Since our last audit 12 months ago we have made significant updates to apps on all platforms and judged that a new audit with similar scope is necessary this year.
It’s important to note an audit only provides a snapshot of the code in scope during the period in which it was conducted. We hope that publishing the results increases our customer’s confidence in the security of our apps and shows our commitment to operating transparently wherever possible.
Three senior members of the Cure53 team conducted the audit over 13 days in February and early March. A white-box approach was used whereby the auditors had access to our public Github code repositories and a dedicated test environment for backend services. No access to production VPN servers or infrastructure was granted to members of the Cure53 team.
A total of 8 vulnerabilities (1 high, 6 medium, 1 info) were discovered. All except one issue has been resolved, the remaining issue (IVP-04-014 WP, Medium) is complex to resolve without significantly affecting the user experience. The issue relates to how the daemon authenticates requests (from the user interface), which could lead to a malicious app being able to manipulate the VPN tunnel e.g. disconnect. We believe the probability of this being exploited is low, but are committed to finding a solution.
12 miscellaneous issues were discovered, 9 of which have already been resolved and 3 of which we deemed to be very low risk and have accepted it. The Cure53 report is available for those interested in the details. For transparency we decided to publish the full report with only potentially sensitive information removed (internal hostnames, code snippets etc).
Update: We have addressed a vulnerability (IVP-04-014 WP) mentioned in the audit report relating to how the daemon authenticates requests (from the UI), which could lead to a malicious app being able to manipulate the VPN tunnel e.g. disconnect without the users consent. We believe the probability of this being exploited is low, but we committed to finding a solution. Today we’re releasing a new version of the desktop app (3.8.7) with Enhanced App Authentication (EAA) which significantly mitigates this vulnerability.

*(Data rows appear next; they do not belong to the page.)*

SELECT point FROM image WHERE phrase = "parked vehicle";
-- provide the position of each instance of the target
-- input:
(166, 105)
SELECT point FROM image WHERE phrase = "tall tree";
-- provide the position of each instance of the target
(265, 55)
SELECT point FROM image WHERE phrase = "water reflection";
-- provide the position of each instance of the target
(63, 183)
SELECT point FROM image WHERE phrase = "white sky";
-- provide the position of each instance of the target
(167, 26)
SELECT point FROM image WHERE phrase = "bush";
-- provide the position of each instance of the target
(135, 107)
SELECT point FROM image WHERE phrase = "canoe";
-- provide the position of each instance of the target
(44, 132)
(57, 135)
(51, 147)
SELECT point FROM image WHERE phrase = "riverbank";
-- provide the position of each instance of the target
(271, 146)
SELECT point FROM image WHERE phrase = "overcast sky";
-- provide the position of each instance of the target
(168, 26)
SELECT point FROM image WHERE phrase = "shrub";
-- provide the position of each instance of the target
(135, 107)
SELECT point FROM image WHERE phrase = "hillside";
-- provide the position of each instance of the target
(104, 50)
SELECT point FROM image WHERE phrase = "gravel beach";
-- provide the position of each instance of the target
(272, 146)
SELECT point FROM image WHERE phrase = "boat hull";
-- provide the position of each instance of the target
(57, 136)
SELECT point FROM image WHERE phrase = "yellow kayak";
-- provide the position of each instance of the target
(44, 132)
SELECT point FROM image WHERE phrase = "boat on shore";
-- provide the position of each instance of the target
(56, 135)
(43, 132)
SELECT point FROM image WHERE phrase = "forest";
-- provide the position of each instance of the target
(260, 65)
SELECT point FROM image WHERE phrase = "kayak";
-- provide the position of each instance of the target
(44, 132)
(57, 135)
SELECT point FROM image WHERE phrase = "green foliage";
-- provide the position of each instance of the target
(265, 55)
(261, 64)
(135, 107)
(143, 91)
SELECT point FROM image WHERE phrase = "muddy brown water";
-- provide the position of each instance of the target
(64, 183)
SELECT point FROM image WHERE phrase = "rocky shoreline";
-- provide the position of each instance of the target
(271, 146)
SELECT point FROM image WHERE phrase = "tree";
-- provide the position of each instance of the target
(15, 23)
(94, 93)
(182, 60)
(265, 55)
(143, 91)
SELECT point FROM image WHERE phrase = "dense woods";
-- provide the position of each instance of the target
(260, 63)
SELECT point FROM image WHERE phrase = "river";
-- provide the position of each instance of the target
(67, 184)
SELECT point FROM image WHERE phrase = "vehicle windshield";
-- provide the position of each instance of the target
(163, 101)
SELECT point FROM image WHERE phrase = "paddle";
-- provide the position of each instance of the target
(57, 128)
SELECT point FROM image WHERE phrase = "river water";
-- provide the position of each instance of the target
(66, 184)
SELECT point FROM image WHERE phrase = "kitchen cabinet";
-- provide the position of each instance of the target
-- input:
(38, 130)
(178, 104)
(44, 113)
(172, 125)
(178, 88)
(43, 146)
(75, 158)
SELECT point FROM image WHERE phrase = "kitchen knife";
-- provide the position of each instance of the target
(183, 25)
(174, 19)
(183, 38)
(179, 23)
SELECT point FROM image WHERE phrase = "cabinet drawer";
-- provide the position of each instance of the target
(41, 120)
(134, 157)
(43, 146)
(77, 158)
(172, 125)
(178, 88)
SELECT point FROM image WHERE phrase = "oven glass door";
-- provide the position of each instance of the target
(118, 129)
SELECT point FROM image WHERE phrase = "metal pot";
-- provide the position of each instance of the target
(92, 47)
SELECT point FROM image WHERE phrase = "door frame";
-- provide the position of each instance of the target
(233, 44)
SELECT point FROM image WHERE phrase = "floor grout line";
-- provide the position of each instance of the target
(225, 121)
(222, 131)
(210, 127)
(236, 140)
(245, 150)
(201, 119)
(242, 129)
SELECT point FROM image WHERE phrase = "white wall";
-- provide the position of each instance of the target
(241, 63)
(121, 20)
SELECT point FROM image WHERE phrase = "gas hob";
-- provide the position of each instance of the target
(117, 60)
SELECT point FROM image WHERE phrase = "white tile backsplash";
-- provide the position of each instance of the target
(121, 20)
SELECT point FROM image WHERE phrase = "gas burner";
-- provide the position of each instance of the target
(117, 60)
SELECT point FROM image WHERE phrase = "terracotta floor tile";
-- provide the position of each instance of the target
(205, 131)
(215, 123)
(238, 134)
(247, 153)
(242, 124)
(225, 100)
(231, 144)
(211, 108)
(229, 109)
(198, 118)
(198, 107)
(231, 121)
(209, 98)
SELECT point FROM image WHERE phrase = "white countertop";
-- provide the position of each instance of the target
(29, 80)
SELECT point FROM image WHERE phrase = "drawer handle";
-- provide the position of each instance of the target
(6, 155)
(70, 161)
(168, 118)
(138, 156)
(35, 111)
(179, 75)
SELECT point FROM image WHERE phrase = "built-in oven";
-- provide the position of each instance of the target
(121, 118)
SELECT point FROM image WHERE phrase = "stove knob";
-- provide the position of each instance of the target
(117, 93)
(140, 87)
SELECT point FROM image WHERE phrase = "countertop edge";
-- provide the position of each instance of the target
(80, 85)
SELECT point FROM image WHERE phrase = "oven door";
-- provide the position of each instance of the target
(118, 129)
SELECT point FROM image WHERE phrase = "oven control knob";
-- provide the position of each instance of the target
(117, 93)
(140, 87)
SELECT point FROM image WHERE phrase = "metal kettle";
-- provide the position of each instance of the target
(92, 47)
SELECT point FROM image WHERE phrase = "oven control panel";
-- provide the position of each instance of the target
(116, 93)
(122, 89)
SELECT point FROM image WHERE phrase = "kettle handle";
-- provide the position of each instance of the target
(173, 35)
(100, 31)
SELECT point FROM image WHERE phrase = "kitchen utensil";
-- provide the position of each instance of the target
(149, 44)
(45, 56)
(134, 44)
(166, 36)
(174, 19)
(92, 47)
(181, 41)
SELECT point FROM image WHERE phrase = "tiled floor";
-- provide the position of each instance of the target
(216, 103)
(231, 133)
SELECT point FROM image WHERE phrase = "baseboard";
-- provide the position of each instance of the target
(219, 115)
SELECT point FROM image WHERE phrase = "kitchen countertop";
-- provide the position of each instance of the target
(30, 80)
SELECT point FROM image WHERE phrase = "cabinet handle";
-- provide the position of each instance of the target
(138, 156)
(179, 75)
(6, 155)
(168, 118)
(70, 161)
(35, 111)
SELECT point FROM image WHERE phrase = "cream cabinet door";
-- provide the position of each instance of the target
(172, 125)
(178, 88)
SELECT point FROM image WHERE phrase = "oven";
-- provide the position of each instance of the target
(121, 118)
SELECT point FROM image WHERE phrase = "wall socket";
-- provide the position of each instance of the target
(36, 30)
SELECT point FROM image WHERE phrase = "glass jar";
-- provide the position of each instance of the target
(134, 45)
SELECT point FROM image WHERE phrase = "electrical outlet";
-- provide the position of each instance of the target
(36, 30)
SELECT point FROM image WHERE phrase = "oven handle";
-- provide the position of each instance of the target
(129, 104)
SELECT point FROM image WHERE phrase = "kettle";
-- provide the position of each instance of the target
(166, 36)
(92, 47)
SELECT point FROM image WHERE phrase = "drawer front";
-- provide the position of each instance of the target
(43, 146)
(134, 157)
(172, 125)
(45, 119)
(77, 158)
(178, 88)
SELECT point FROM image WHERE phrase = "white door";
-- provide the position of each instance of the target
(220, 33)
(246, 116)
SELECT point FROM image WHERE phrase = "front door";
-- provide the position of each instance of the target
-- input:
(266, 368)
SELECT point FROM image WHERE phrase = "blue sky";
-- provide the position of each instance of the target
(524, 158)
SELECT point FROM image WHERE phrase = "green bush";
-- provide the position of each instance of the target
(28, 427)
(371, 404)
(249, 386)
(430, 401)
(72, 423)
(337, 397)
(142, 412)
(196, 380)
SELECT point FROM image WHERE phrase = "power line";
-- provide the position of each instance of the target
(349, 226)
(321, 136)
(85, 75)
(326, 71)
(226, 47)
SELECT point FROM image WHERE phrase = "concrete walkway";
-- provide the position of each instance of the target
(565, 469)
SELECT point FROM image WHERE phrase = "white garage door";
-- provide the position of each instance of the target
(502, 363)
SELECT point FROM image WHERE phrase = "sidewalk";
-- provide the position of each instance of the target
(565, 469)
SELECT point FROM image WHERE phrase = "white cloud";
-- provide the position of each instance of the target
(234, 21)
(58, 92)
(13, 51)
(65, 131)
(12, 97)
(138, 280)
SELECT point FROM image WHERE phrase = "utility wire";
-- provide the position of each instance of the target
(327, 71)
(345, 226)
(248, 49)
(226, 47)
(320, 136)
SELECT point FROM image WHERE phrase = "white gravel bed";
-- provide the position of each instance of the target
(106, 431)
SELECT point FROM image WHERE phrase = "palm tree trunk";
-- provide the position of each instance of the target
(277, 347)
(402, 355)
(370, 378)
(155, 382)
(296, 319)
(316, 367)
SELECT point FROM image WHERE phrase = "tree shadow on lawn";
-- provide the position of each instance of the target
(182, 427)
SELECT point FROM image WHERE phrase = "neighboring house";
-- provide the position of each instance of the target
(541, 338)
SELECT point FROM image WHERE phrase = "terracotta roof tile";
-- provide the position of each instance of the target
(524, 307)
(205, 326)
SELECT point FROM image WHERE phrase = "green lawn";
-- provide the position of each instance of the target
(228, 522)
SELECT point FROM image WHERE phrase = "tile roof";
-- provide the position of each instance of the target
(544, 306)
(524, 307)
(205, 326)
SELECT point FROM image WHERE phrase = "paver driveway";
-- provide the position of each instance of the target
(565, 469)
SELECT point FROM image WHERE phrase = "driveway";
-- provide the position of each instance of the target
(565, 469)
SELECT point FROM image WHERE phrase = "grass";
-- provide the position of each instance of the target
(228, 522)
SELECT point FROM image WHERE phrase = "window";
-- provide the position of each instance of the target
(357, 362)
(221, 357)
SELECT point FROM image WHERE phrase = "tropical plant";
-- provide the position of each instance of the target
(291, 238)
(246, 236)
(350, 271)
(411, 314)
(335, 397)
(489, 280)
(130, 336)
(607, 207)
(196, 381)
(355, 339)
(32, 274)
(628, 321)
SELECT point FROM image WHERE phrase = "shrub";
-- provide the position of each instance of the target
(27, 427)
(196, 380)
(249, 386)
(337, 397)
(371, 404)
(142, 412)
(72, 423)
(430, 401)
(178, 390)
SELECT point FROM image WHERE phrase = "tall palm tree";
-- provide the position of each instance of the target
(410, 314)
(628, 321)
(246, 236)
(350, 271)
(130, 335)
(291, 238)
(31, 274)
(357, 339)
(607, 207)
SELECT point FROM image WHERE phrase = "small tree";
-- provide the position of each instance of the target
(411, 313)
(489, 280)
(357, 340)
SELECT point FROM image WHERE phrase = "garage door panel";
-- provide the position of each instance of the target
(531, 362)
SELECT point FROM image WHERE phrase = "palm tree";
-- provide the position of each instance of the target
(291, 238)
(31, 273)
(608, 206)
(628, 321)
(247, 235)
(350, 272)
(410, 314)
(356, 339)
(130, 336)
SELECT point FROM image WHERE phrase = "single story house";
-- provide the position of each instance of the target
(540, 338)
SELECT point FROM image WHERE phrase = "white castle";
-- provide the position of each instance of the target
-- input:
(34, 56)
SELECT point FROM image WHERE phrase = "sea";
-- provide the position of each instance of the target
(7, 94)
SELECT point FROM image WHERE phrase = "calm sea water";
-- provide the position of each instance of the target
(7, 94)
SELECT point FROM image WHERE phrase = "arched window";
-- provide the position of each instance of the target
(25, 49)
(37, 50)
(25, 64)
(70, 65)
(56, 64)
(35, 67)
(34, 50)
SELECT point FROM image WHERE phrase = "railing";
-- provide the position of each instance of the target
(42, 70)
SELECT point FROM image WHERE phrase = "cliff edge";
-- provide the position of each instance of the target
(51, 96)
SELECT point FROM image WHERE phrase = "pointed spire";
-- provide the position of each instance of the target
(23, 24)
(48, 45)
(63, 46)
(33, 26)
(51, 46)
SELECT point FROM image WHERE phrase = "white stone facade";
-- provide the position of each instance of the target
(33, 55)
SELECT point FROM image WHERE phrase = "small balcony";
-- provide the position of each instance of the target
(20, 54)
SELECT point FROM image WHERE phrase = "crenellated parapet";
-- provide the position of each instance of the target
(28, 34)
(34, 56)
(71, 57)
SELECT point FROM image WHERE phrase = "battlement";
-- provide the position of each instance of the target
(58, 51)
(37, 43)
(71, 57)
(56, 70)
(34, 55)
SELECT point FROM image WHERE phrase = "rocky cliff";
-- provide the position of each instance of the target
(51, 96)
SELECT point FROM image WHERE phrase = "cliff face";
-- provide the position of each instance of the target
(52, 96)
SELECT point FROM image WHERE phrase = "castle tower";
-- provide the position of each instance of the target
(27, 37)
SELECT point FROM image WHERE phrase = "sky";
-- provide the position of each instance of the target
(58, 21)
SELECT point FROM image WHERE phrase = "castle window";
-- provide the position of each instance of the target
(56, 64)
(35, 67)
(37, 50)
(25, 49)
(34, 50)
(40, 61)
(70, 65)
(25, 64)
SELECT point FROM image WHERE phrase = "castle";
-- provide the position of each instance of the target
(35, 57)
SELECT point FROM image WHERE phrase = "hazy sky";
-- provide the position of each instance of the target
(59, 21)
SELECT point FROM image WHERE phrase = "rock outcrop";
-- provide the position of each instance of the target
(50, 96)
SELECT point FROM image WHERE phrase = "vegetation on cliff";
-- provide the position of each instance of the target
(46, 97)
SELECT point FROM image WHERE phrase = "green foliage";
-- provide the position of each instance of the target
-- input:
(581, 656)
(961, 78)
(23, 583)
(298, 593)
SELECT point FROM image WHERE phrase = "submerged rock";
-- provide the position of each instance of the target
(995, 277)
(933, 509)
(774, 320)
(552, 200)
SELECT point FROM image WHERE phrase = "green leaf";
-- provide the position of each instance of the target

EAA implements an additional authentication factor between the IVPN app (UI) and the daemon that manages the VPN tunnel. To enable it you will be required to define a separate password and will then be required to manually enter this password when starting the app. This functionality can be configured from the new ‘Advanced’ tab within the GUI or Command-line interface (see ‘ivpn eaa –help).
Commitments going forward
We believe that extensive regular audits are necessary to ensure our customer’s security and continued trust. We are committed to conducting an annual security audit where we will focus on those parts of our infrastructure and apps that we believe to be the most important.